Lately, I’ve developed an uncanny Pavlovian reaction to Andrew Bird. Whenever I play one of his album (it doesn’t matter which one), I can sit and work without thinking of the time or distractions. Even when I’m in the mood to listen to other things, it’s the only music that let’s me listen and work without feeling the urge to get up and have a mini dance party.
When I was a pre-teen and fancied myself a bit of a writer, I spent a summer break or two holed up in my room writing terrible fiction. At the time, Blur’s Parklife was all I could listen to on my old yellow Panasonic Shockwave with those cheap foamy headphones (horribly ugly but very comfortable). The whole album, just over and over and over.

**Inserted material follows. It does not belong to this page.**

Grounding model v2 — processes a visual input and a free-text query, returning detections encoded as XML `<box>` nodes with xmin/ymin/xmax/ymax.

I’m not entirely sure what is clicking between my mind and my ears when Andrew Bird is playing, but it works. Twyla Tharp talks about rituals in The Creative Habit. Each morning, Ms. Tharp wakes up at 5:30 AM, dresses, and takes a cab to the gym for a two-hour workout.
First steps are hard; it’s no one’s idea of fun to wake up in the dark every day and haul one’s tired body to the gym. Like everyone, I have day’s when I wake up, stare at the ceiling, and ask myself, Gee, do I feel like working out today? But the quasi-religious power I attach to this ritual keeps me from rolling over and going back to sleep.
It’s vital to establish some rituals – automatic but decisive patterns of behaviour - at the beginning of the creative process, when you are most at peril of turning back, chickening out, giving up, or going the wrong way….Turning something into a ritual eliminates the question, Why am I doing this?